As the Mummers began to march into the new year, they were once again unable to resist dragging behind them embarrassing relics of the past. At least two marchers with Froggy Carr, a wench brigade, wore blackface, which has been banned from the event since the 1964 parade but regularly still shows up in the 120-year-old New Year’s Day parade.
Members of the troupe say they were mimicking the look of Gritty, the Flyers mascot who dons orange and black. Some Froggy Carr members’ indignant responses to questions about the face paint — including some flat-out denials that white people wearing black paint on their faces is offensive — signal that this is more than a few bad actors.
That, and the fact that the men wearing blackface weren’t stopped at some point — although it is not completely clear when they put the paint on — suggests a troubling lack of empathy from the brigade as a whole.

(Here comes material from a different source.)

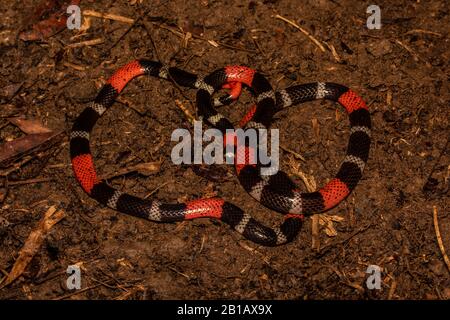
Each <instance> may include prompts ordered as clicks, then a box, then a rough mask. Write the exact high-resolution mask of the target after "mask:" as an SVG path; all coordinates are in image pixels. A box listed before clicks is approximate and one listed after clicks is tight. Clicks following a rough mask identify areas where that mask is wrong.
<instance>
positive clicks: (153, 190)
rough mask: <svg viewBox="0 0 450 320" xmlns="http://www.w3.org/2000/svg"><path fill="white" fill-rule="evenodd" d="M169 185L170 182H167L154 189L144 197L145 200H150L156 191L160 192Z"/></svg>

It’s hard to believe in 2020, after decades of conflicts relating to race and this parade, that any Mummer could genuinely believe that wearing black face paint — even with a few spots of Gritty orange — would not immediately be seen as offensive.
Blackface is rooted in early minstrel shows, when white people performed demeaning and dehumanizing caricatures of black people. There is no instance when it is not offensive. And the last people who get to defend it are white people. Froggy Carr owes the city a public apology.
The visual can carry as much weight and hate as the N-word. The Mummers should know this well, especially after last year’s controversy, in which an African American man marched with the Finnegan New Year’s Brigade Comic Club. In the skit, he walked a Mummer dressed like Mayor Jim Kenney as a dog. This prompted outrage from many Philadelphians of color who were upset by a sketch that they felt echoed the parade’s origins in minstrelsy.
Though an infusion of younger and racially integrated Mummers groups like the Vaudevillains, the Rabble Rousers, and the Lobster Club has sought to change the parade’s racist reputation in recent years, the persistence of this tired stereotype is proof that there is something profoundly broken in the Mummers.
In 2016, after many race-related issues, the city enacted a screening process for performances and provided sensitivity training for the leadership of troupes, including Froggy Carr. Mayor Kenney, formerly a Mummer himself, called out the offensive behavior in a tweet on Wednesday afternoon, calling it “abhorrent and unacceptable.” Froggy Carr was disqualified from the parade’s competition and officials say further punishments are forthcoming.
Meanwhile, the Mummers themselves — particularly the string bands and fancy brigades who don’t seem to struggle with living in the 21st century — should break ties with groups that have historically been problematic, including wenches like Froggy Carr and comic brigades like Finnegan, who smear the parade with their bad behavior.